Medocostes

Medocostes
Medocostes lestoni from Cameroon
Scientific classification
Kingdom: Animalia
Phylum: Arthropoda
Class: Insecta
Order: Hemiptera
Suborder: Heteroptera
Family: Medocostidae
Štys, 1967
Genus: Medocostes
Štys, 1967
Species:
M. lestoni
Binomial name
Medocostes lestoni
Štys, 1967[1]

Medocostidae is a family of true bugs with the sole genus Medocostes with a single species known from Africa. The family was created in 1967 by Pavel Štys with a single genus containing a single species (initially with 2 species described) which was obtained in tropical Africa.

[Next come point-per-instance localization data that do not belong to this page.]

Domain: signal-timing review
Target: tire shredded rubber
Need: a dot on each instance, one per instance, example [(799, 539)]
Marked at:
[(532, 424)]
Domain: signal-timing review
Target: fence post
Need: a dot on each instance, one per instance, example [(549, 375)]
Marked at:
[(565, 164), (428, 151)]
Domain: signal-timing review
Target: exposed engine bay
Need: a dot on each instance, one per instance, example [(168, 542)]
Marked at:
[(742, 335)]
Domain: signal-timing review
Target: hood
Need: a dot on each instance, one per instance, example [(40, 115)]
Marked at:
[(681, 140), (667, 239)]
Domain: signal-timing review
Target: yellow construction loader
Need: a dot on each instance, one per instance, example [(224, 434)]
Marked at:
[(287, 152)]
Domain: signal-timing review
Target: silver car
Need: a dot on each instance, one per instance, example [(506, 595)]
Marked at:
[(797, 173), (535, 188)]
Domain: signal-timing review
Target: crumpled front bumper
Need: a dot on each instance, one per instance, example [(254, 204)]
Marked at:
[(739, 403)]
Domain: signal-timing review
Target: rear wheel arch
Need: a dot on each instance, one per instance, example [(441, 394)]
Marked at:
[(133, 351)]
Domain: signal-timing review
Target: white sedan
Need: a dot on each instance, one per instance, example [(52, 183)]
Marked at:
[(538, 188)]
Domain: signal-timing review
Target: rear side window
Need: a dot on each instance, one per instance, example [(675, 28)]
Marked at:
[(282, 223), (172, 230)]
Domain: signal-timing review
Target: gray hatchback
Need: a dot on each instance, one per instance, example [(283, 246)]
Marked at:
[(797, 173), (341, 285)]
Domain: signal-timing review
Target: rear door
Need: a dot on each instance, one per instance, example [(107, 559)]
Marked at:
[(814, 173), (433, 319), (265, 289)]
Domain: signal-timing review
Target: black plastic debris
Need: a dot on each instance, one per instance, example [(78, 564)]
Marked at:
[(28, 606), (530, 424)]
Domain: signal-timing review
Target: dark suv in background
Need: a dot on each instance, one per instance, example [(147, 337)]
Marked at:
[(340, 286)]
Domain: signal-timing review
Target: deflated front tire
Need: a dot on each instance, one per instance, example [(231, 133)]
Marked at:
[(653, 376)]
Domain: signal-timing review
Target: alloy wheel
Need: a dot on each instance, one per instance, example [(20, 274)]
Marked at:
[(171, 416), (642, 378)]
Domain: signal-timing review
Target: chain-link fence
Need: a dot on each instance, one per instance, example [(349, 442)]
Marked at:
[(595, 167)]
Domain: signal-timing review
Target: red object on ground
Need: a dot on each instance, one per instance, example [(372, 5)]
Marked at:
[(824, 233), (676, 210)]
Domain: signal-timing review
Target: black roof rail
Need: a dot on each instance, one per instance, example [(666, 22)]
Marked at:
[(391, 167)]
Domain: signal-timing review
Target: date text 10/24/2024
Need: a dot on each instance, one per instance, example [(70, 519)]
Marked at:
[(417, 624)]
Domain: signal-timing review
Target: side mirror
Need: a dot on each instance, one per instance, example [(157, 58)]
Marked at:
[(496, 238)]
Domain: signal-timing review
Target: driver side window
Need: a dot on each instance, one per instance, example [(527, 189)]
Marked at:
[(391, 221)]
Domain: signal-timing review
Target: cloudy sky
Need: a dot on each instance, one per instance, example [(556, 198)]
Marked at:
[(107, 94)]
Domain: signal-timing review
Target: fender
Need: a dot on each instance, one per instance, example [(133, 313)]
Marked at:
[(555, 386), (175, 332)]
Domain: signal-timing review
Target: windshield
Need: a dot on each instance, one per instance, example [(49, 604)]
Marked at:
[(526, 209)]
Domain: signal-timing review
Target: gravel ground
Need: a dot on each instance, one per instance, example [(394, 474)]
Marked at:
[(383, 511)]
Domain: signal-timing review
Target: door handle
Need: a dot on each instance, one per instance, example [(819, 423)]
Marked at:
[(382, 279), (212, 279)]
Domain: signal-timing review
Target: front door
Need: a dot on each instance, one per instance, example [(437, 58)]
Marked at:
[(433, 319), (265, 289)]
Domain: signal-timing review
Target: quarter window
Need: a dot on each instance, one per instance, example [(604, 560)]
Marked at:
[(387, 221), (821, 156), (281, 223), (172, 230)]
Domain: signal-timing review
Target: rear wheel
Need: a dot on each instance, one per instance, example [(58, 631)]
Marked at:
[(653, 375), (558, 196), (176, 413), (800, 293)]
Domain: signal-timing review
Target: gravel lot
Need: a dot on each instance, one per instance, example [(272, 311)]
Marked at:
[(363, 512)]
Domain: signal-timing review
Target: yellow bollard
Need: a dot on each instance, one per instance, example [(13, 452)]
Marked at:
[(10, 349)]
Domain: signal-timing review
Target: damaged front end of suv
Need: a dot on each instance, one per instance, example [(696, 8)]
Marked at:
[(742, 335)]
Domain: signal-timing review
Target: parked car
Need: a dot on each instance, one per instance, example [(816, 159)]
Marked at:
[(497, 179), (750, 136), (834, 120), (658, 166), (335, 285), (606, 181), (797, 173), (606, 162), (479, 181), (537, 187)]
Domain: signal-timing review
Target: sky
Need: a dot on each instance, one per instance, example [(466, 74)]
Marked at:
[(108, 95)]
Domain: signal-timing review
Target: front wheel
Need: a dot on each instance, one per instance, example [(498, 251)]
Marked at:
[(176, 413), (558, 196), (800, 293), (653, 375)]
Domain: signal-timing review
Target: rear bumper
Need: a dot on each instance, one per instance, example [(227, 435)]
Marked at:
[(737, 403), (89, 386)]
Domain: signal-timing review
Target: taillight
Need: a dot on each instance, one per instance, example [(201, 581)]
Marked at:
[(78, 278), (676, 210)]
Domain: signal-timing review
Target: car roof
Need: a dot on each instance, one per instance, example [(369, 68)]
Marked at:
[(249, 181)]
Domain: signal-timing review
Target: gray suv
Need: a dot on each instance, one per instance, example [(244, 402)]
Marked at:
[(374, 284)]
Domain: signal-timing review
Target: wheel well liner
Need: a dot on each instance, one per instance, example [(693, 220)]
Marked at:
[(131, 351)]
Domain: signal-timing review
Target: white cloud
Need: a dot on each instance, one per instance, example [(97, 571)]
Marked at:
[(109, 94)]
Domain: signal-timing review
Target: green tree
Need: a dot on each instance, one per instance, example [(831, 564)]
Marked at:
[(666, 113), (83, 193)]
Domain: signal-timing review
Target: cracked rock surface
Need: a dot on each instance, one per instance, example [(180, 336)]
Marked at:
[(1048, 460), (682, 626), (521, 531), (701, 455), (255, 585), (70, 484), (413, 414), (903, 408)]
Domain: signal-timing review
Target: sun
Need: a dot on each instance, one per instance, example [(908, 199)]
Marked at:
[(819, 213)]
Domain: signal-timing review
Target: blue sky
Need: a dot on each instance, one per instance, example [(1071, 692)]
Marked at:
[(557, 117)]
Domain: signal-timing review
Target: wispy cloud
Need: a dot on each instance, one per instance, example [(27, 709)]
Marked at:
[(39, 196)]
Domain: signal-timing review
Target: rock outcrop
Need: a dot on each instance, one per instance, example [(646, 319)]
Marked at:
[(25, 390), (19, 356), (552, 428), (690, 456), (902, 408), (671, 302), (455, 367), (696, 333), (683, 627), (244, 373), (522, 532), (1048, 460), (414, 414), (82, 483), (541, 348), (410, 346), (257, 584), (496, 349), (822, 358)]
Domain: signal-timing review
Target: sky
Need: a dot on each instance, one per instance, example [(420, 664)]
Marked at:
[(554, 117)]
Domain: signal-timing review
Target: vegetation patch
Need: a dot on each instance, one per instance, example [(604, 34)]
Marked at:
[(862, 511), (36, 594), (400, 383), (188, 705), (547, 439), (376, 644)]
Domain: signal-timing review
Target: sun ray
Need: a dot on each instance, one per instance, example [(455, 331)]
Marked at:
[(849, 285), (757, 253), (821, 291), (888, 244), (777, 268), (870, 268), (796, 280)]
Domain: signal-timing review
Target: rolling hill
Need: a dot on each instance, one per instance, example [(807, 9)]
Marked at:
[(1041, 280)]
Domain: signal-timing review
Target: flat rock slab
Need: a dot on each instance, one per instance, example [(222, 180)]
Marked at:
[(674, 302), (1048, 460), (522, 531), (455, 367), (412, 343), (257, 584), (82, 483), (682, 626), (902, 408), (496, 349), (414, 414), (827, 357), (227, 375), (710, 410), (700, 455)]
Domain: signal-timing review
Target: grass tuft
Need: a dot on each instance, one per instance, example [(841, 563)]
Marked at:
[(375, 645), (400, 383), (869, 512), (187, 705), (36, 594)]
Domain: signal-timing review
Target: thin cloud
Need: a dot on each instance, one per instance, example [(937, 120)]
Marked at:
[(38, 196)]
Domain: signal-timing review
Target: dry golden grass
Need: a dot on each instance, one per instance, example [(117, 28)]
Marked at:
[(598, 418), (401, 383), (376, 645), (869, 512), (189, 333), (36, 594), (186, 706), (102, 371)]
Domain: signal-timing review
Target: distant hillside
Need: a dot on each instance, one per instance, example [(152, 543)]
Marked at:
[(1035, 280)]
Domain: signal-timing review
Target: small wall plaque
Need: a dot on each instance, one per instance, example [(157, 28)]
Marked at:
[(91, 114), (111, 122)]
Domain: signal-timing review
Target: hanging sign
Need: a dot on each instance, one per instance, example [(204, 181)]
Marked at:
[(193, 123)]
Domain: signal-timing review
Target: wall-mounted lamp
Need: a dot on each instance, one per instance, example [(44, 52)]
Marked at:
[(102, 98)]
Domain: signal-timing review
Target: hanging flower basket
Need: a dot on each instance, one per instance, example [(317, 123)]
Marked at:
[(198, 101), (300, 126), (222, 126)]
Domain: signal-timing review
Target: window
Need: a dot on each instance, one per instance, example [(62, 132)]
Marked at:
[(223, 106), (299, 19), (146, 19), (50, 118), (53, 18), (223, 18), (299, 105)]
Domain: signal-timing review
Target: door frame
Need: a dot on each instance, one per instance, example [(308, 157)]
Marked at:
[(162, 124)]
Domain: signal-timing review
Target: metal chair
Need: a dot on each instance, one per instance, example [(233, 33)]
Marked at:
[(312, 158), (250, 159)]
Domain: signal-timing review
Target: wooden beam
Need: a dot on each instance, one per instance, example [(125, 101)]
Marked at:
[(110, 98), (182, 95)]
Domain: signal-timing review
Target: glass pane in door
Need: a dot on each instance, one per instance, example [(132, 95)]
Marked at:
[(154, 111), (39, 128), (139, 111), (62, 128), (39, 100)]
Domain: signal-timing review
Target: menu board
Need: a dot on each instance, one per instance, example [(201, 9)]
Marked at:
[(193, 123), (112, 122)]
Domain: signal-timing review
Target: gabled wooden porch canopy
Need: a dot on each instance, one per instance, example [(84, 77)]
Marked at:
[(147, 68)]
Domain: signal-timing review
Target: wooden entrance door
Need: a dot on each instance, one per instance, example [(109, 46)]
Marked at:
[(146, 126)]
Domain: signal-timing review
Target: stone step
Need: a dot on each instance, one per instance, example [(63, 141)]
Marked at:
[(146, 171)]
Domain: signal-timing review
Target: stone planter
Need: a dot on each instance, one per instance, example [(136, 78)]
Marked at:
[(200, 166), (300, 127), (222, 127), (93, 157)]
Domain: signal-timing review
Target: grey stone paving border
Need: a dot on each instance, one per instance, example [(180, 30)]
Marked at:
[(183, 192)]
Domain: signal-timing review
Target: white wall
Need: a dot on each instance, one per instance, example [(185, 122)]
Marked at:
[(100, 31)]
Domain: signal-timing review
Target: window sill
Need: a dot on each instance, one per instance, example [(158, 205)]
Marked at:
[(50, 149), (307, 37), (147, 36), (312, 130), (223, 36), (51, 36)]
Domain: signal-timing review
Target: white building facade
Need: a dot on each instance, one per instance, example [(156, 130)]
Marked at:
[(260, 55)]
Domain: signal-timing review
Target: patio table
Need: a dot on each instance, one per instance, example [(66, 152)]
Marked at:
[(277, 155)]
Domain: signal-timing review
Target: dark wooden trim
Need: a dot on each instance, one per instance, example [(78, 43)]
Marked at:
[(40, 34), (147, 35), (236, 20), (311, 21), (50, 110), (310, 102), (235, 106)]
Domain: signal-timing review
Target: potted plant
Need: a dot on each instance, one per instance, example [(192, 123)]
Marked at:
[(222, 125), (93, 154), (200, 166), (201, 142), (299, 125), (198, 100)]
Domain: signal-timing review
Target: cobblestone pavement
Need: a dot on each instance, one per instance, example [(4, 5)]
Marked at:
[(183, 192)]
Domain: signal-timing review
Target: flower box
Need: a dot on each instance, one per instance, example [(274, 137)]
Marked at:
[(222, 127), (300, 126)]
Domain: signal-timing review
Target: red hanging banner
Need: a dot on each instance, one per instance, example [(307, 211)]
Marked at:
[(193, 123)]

Medocostes lestoni was found in the bark of dead trees and is thought to be predaceous. The generic name is an anagram of Scotomedes which is the type genus of the family Velocipedidae. The bug has a short head with ocelli. The labium has segment 4 elongated, as long as the second and third combined and the first segment is nearly absent. The mesepimeron and metepisternum are covered by the scent gland opening. The wing membrane has 3 long basal cells with many simple or bifurcating veins emerging from them. Initially Štys described a second species (Medocostes carayoni) in the genus but this was synonymized later.[2][3] Although placed within the Cimicomorpha, molecular phylogeny studies until 2008 have not examined the group.[4]

References

  1. ^ Štys, P. (1967). "Medocostidae – a new family of cimicomorphan Heteroptera based on a new genus and two new species from tropical Africa. I. Descriptive part". Acta Entomologica Bohemoslovaca. 64 (6): 439–465.
  2. ^ Schuh, Randall T.; Slater, James A. (1995). True Bugs of the World (Hemiptera: Heteroptera). Cornell University Press. pp. 184–186.
  3. ^ Yamada, Kazutaka; Yamamoto, Shûhei; Takahashi, Yui (2018). "Aphrastomedes anthocoroides, a remarkable new cimicomorphan genus and species (Hemiptera: Heteroptera) from Upper Cretaceous Burmese amber". Cretaceous Research. 84: 442–450. doi:10.1016/j.cretres.2017.12.007.
  4. ^ Tian, Ying; Zhu, Weibing; Li, Min; Xie, Qiang; Bu, Wenjun (2008). "Influence of data conflict and molecular phylogeny of major clades in Cimicomorphan true bugs (Insecta: Hemiptera: Heteroptera)". Molecular Phylogenetics and Evolution. 47 (2): 581–597. doi:10.1016/j.ympev.2008.01.034.